R01 grant renewal awarded to pharmacy-engineering research team

Feb. 14, 2017
By Cynthia McMullen, VCU School of Pharmacy

VCU School of Engineering professor P. Worth Longest, Ph.D., and VCU School of Pharmacy professor Michael Hindle, Ph.D., have received a $2.4 million, four-year renewal of a National Institutes of Health grant originally awarded in 2011.

The original and current R01 grants were provided by the National Heart, Lung and Blood Institute. As co-principal investigators, Hindle and Longest have been using computational fluid dynamics simulations and realistic in vitro airway models to find ways to improve aerosol drug delivery during various forms of non-invasive ventilation (respiratory support provided via a mask or nasal prongs).

Administering aerosols to the lungs via the nose is convenient for patients receiving noninvasive ventilation. But as the aerosol is delivered to its destination in the lungs, medication can be lost and wasted, drug effects can be reduced and side effects potentially can be increased.
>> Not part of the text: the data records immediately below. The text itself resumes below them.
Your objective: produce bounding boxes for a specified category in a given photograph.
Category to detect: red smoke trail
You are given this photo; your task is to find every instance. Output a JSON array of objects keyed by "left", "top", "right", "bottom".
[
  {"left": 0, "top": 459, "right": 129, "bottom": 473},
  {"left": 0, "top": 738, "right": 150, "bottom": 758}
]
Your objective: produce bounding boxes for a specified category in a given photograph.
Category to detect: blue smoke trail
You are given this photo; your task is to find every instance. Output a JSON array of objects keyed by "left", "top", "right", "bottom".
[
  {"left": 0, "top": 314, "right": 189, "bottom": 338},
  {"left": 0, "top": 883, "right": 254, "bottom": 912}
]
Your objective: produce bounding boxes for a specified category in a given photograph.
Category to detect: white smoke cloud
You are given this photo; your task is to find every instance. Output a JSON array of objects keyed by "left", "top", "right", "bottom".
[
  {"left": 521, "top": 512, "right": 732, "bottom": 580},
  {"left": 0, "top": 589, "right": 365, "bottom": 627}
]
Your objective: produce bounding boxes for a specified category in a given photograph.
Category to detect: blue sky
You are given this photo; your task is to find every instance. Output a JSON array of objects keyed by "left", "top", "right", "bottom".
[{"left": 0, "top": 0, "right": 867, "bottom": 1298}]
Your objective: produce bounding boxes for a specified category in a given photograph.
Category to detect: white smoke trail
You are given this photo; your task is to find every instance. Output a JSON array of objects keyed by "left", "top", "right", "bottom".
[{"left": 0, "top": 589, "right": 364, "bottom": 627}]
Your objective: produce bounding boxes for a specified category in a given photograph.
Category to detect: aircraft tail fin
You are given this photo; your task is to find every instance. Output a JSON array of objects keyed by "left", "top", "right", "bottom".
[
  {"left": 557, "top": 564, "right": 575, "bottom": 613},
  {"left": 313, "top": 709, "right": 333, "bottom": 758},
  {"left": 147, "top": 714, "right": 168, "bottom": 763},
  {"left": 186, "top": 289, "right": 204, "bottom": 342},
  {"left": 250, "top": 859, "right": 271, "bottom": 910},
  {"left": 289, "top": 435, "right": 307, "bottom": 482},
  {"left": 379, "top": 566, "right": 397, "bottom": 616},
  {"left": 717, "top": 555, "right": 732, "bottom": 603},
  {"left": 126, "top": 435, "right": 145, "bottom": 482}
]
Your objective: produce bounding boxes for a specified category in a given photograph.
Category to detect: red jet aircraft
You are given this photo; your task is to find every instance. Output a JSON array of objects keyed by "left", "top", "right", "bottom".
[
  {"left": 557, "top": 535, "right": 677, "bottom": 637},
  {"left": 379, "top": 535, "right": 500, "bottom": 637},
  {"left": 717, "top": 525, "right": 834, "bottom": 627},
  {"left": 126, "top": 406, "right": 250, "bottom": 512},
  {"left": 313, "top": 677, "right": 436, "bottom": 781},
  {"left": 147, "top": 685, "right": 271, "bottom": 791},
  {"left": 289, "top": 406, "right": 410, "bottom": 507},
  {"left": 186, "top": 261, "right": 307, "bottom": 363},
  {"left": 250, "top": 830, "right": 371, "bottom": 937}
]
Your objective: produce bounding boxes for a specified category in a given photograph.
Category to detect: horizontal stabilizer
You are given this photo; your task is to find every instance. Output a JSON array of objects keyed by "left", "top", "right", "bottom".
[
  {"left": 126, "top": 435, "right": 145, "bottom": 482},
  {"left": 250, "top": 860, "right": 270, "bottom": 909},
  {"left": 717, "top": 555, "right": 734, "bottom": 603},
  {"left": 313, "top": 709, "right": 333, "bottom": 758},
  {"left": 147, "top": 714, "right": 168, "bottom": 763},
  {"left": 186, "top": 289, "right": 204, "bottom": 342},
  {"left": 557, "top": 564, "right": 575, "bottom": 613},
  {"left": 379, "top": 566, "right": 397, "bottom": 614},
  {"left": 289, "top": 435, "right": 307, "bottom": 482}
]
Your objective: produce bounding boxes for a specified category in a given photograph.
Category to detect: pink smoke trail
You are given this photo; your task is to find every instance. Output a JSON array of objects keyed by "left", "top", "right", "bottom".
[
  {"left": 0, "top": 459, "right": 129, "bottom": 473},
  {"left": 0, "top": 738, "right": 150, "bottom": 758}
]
Longest and Hindle have developed a new small-particle, excipient enhanced growth aerosol device that demonstrates more efficiency in reaching the lungs, reduction of variability in dose effects among subjects and better targeting of small airways.

The renewal grant will allow researchers to translate this novel high-efficiency aerosol delivery technology and test it for the first time with human subjects.

The interdisciplinary study will be performed completely within VCU by Hindle and Longest along with the School of Medicine’s Aamer Syed, M.D., Chris DeWilde, R.N. and Anna Priday, VCU Johnson Center for Critical Care and Pulmonary Research; Jamal Zweit, Ph.D., and Sundaresan Gobalakrishnan, Ph.D., Center for Molecular Imaging; and Melvin Fratkin, M.D., and Jianqiao Luo, Ph.D., Department of Radiology.

Longest and Hindle have collaborated on a number of research projects over the years to improve aerosol inhaler mouthpiece technology, develop novel aerosol inhaler concepts and investigate aerosol deposition in realistic oropharyngeal models. Initial seed funding for this project was supported by the Innovation Gateway at VCU and an Interdisciplinary Research Grant from the Schools of Dentistry, Pharmacy and Engineering.